En 1962, mes 18 ans juste sonnés, je passe mon permis et enfin je prends le volant de la reine de la route... Je vais lui faire sortir les tripes... et là, horrible déception, elle n'en a pas !
Première… pied au plancher et il ne se passe rien... et puis un gros hoquet quand elle veut bien embrayer. Seconde : bordel, c'est mou ! Troisième et là plus rien, enfin si, mais si peu et si tard. C'est bien une voiture pour cortèges officiels : pas question de décoiffer les messieurs en complets noirs. Bref, grosse frustration pour un ado sous l'emprise de ses testostérones endogènes.

C’est à croire que la DS avait été conçue pour voiturer Qui-vous-savez (1) et Tante Yvonne, ce couple de province montant à Paris avec leur chauffeur (monsieur, ancien militaire, ayant eu une belle promotion), et redescendant dans leur manoir le week-end. Tout était long chez lui, jusqu’au nez. Plus tard Renault a chargé Chapron de lui customiser une Rambler (2) en voiture présidentielle. Quand la chose s’est avancée vers le perron de l’Élysée il a réclamé sa DS.
Ma mère, qui se contrefiche des bagnoles, est restée nostalgique de la DS (qu’elle met toujours au singulier alors qu’on en a eu quatre), aussi bien comme passagère que comme conductrice. Je parle évidemment sous le contrôle de ces dames, mais la DS me parait parfaitement adaptée aux femmes et à leur style de conduite tout en souplesse, le pied léger, le doigté délicat.

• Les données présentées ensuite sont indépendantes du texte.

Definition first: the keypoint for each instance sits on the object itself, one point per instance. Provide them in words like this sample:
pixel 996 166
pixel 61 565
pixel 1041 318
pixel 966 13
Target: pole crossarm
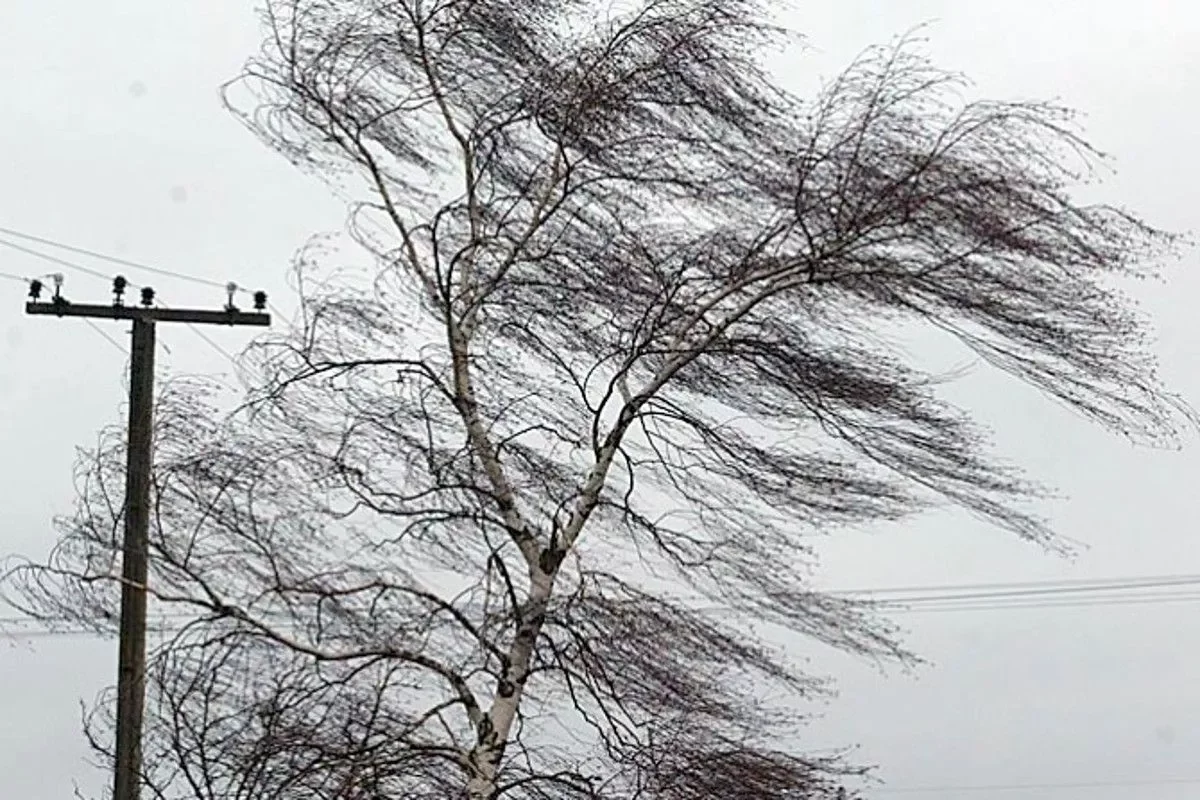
pixel 135 552
pixel 150 314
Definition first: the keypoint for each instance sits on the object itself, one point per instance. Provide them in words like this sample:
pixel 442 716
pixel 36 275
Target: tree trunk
pixel 492 738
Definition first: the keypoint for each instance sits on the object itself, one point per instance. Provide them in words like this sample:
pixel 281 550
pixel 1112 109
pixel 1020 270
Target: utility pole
pixel 131 661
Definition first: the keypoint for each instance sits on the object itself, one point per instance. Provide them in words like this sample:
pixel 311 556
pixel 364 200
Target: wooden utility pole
pixel 131 662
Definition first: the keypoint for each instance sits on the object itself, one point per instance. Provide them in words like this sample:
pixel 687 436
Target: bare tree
pixel 502 512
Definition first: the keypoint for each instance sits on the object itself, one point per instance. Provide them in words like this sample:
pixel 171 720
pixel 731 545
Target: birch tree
pixel 503 515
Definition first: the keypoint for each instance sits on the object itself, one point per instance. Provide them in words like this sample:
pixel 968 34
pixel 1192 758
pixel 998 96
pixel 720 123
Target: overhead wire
pixel 87 270
pixel 1036 787
pixel 112 259
pixel 1033 599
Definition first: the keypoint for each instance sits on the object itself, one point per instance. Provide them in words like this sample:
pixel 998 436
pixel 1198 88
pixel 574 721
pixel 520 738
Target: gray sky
pixel 114 139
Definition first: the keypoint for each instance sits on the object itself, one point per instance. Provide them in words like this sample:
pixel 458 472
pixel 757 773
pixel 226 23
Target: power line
pixel 112 259
pixel 1049 590
pixel 55 259
pixel 87 270
pixel 1018 584
pixel 1038 787
pixel 16 277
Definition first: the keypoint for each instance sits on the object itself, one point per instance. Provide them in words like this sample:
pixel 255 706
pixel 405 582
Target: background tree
pixel 498 512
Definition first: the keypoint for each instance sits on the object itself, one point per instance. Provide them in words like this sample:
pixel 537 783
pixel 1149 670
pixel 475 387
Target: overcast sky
pixel 114 139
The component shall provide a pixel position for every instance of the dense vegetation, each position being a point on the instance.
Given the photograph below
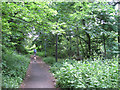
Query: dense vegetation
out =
(95, 73)
(77, 30)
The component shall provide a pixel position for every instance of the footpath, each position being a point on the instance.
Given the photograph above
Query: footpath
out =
(38, 75)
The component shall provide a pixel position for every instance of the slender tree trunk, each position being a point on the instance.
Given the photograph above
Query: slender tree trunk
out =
(56, 47)
(119, 31)
(77, 46)
(89, 44)
(104, 44)
(82, 47)
(70, 47)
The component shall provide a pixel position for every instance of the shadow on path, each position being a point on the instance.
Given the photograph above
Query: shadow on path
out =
(38, 75)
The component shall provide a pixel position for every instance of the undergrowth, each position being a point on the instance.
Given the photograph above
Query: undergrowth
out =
(95, 73)
(14, 67)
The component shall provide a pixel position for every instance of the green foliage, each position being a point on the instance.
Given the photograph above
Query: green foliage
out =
(95, 73)
(49, 60)
(40, 54)
(14, 68)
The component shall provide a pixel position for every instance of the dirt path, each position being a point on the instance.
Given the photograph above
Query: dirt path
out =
(38, 75)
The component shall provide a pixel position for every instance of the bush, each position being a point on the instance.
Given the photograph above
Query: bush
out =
(41, 54)
(86, 74)
(14, 69)
(49, 60)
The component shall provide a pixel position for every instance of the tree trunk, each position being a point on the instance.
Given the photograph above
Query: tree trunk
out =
(56, 47)
(104, 44)
(77, 47)
(119, 31)
(82, 47)
(77, 44)
(89, 44)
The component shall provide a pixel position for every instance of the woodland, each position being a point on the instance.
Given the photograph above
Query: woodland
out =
(79, 40)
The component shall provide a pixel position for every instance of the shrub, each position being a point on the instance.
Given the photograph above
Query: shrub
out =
(41, 54)
(86, 74)
(14, 69)
(49, 60)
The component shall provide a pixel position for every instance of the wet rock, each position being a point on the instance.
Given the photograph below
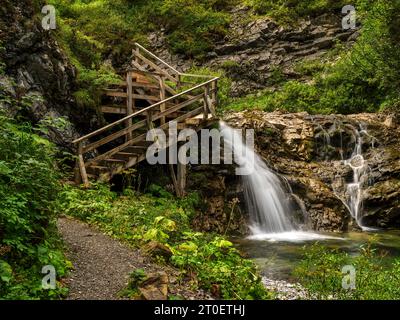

Il y a des choses auxquelles je ne me suis jamais fait. Le champignon de frein pour commencer : je suis obligé de retenir le poids de mon pied pour pouvoir doser. Il faudrait conduire en escarpins. Et puis cet accélérateur trop petit, trop mou. J'aime contrôler l'embrayage, le doser plus vif ou plus doux selon l’envie ou les circonstances. Ou alors donnez-moi une boite 100% automatique.
Bref, question sensations de conduite, si l’on n’est pas adepte de la conduite placide, on est loin du compte. C'est une voiture faite pour les autoroutes avant même qu'il y ait des autoroutes. Je n’aime pas l’impression d’asepsie de sa direction trop assistée qui n'a aucun rappel et qui fait pschit-pschit-pschit quand elle arrive en butée. Certes, on peut faire un créneau du bout des doigts mais qu'est-ce que c'est énervant ! Je n'aime pas non plus le toucher du ruban de vinyle autour du volant, ni tout ce plastique.
Cela dit, vu comme je conduisais, je lui dois sans doute d'être encore là, car avec une autre voiture de l'époque, Aronde, Dauphine, 403, je crois bien qu'à plusieurs reprises j'aurais fini dans un platane. Mon-général aussi lui doit la vie, non pas, comme un vain peuple le pense, qu’elle l’ait protégé de la mitraille (3), les balles de 9mm des pistolets mitrailleurs des officiers félons ayant traversé l’habitacle de part en part, mais grâce aux pivots de direction dans l’axe des roues. Le chauffeur a rétrogradé, a écrasé le champignon et malgré un pneu avant crevé ils ont filé. Tout autre modèle de voiture serait allé droit dans le fossé. Roue avant à plat, je le sais d’expérience, même au volant on s’en aperçoit à peine.

J'ai décidément un fond gaullien. On n'y est bien que conduit et ce qui se passe à l'avant n'a rien que de subalterne...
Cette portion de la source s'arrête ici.